Interaction of the water-soluble protein aprotinin with liposomes: gel-filtration, turbidity studies, and 31P NMR studies.
Related Articles Interaction of the water-soluble protein aprotinin with liposomes: gel-filtration, turbidity studies, and 31P NMR studies.
J Liposome Res. 2003 Nov;13(3-4):213-29
Authors: Tiourina O, Sharf T, Balkina A, Ollivon M, Selischeva A, Sorokoumova G, Larionova N
The interactions of a water-soluble nonmembrane protein aprotinin with multilamellar vesicles (MLV) and small unilamellar vesicles (SUV) from soybean phospholipids were studied using Sephadex G-75 gel chromatography combined with different methods of the analysis of the eluate fractions (fluorescence, light-scattering, turbidity; 31P NMR spectroscopy).
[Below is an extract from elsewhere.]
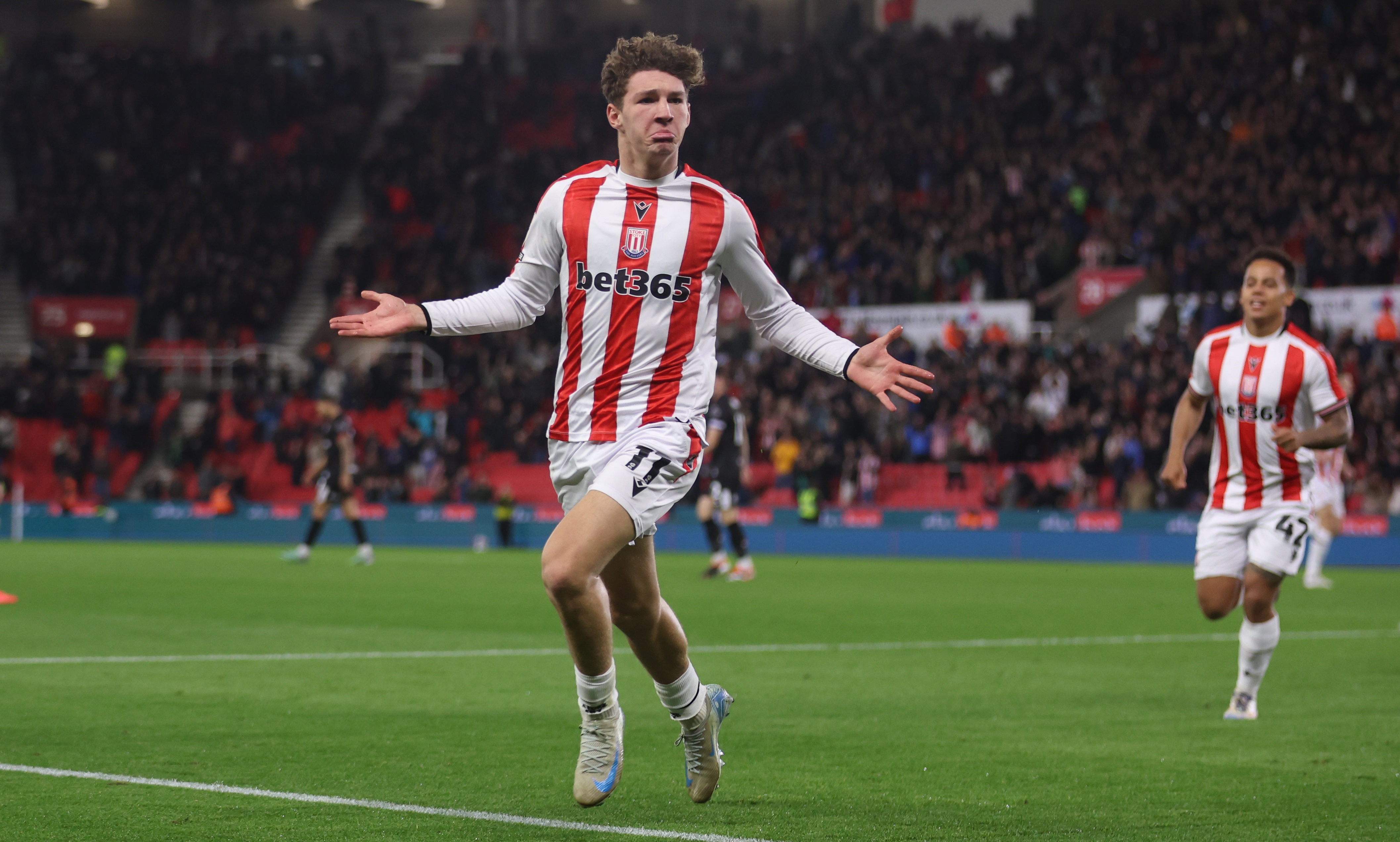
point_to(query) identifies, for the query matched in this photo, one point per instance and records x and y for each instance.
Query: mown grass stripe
(377, 805)
(722, 649)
The composition of the liposomes mainly containing soybean phosphatidylcholine (PC) was varied by the addition of phosphatidylethanolamine (PE), phosphatidylinositol (PI) and lyso-phosphatidylcholine (lyso-PC). To evaluate the lipid-protein interactions, the amount of aprotinin in the MLV-aprotinin complexes was determined. Lipid-protein interactions were found to strongly depend on the liposome composition, medium pH and ionic strength. These dependencies point to the electrostatic nature of the aprotinin-lipid interactions. 31P NMR spectroscopy of the MLV-aprotinin complexes indicated that aprotinin influences the phospholipid structure in MLV at pH 3.0. In the case of PC:PE:PI and PC:PE:PI:lyso-PC vesicles, aprotinin induced liposome aggregation and a lamellar-to-isotropic phase transition of the phospholipids.